Filipinos are so addicted to social networking our country has been called the “Friendster capital of the world” or the “social networking capital of the world.”
In its Power to the People Wave 3 Report, Universal McCann found that of all countries in the world, the Philippines has the most number of Internet users belonging to a social network, whether Friendster, Multiply, Facebook or what have you. The top five countries are: the Philippines (83.1%), Hungary (79.9%), Poland (76.8%), Mexico (76.3%), and Brazil (75.6%).
Journalists figure prominently among social networkers. They attract many friends and contacts on these sites. But an article in the Society of Professional Journalists’ website raises the question: Should journalists connect with sources on Facebook, or other social networking sites? Should they be friends, even on a virtual level, with people they cover?
Here’s the article “Facebook blurs the lines of friendship” by Andy Schotz in the SPJ site.
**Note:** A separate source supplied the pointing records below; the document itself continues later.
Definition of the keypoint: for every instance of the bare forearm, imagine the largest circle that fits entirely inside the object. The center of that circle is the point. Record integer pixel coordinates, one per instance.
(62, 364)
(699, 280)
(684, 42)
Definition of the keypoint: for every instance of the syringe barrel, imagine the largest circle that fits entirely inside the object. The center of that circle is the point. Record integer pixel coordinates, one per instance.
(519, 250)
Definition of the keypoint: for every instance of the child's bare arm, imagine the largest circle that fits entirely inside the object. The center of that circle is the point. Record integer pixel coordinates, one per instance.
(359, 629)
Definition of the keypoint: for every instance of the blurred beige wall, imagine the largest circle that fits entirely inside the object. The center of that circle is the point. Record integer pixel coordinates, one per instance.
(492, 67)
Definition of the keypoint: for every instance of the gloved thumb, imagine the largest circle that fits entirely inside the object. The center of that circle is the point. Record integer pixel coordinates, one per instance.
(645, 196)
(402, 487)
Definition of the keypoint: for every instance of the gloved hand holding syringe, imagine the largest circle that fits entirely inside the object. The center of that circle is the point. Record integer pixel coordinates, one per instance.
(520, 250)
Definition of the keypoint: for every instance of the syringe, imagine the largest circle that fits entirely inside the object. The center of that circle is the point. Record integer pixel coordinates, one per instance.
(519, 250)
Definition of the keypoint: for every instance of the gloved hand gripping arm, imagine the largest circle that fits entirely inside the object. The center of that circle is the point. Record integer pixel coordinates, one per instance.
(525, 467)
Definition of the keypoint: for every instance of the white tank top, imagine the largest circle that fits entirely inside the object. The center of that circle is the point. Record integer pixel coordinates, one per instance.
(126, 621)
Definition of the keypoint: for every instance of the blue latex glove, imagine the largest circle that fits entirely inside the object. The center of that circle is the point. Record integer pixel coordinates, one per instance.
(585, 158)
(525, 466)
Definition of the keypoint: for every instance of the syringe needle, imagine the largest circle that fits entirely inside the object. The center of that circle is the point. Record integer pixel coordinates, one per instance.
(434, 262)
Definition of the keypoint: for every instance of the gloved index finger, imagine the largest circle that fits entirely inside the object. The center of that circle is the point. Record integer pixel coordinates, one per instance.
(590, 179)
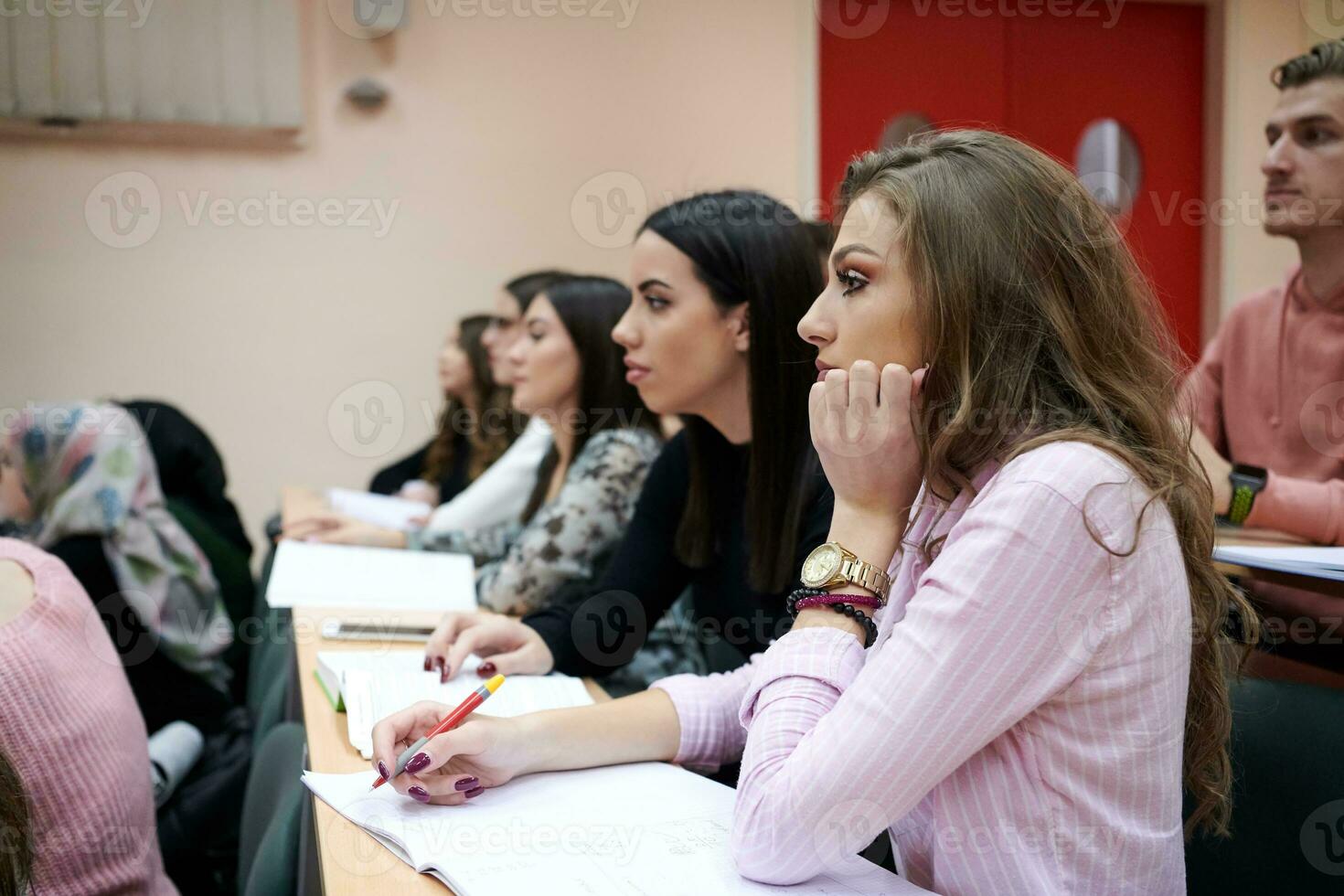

I’m stuck on the word “friend.” Friends get together to see movies, talk about their families, maybe swap secrets.
The people we cover should not be our friends. If they are, we shouldn’t cover them.
Sixteen years ago, my closest friend, Melissa Hale-Spencer, with whom I worked at a weekly newspaper in upstate New York, wrote a piece that stuck with me.
She was covering the startling bankruptcy of a popular auctioneer whose downfall was vigorously, blindly denied by his many supporters — people who were snookered and lost a lot of money through him.
Melissa had written a profile of the auctioneer and had been to his auctions. It was a grim, difficult demise for her to document.
When she said hello in a court hallway, the defiant auctioneer wouldn’t respond. “You aren’t anybody’s friend,” he told her.